Chapter 2

Installation

LocalAI can be installed in multiple ways depending on your platform and preferences.

Tip

Recommended: Docker Installation

Docker is the recommended installation method for most users as it works across all platforms (Linux, macOS, Windows) and provides the easiest setup experience. It’s the fastest way to get started with LocalAI.

Installation Methods

Choose the installation method that best suits your needs:

  1. DockerRecommended - Works on all platforms, easiest setup
  2. macOS - Download and install the DMG application
  3. Linux - Install on Linux using the one-liner script or binaries
  4. Kubernetes - Deploy LocalAI on Kubernetes clusters
  5. Build from Source - Build LocalAI from source code

Quick Start

Recommended: Docker (works on all platforms)

docker run -p 8080:8080 --name local-ai -ti localai/localai:latest

This will start LocalAI. The API will be available at http://localhost:8080. For images with pre-configured models, see All-in-One images.

For other platforms:

  • macOS: Download the DMG
  • Linux: Use the curl https://localai.io/install.sh | sh one-liner

For detailed instructions, see the Docker installation guide.
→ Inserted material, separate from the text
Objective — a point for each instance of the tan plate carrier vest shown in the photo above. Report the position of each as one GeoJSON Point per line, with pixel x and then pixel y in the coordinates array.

Subsections of Installation

Docker Installation

Tip

Recommended Installation Method

Docker is the recommended way to install LocalAI as it works across all platforms (Linux, macOS, Windows) and provides the easiest setup experience.
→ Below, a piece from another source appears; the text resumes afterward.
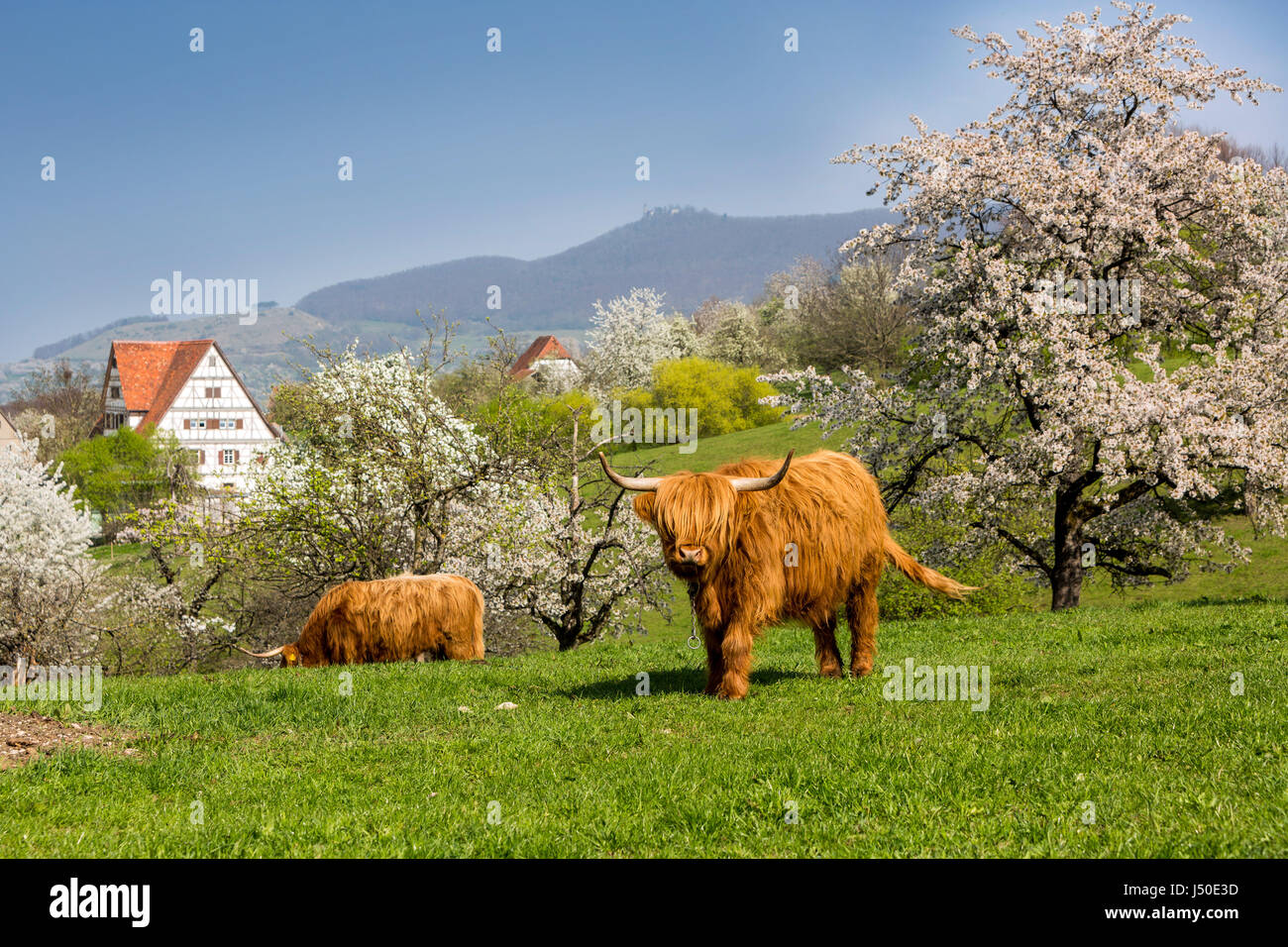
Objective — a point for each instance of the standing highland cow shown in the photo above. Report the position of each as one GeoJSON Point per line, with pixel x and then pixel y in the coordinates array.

LocalAI provides Docker images that work with Docker, Podman, and other container engines. These images are available on Docker Hub and Quay.io.

Prerequisites

Before you begin, ensure you have Docker or Podman installed:

Quick Start

The fastest way to get started is with the CPU image:

docker run -p 8080:8080 --name local-ai -ti localai/localai:latest

This will:

  • Start LocalAI (you’ll need to install models separately)
  • Make the API available at http://localhost:8080
Tip

Docker Run vs Docker Start

  • docker run creates and starts a new container. If a container with the same name already exists, this command will fail.
  • docker start starts an existing container that was previously created with docker run.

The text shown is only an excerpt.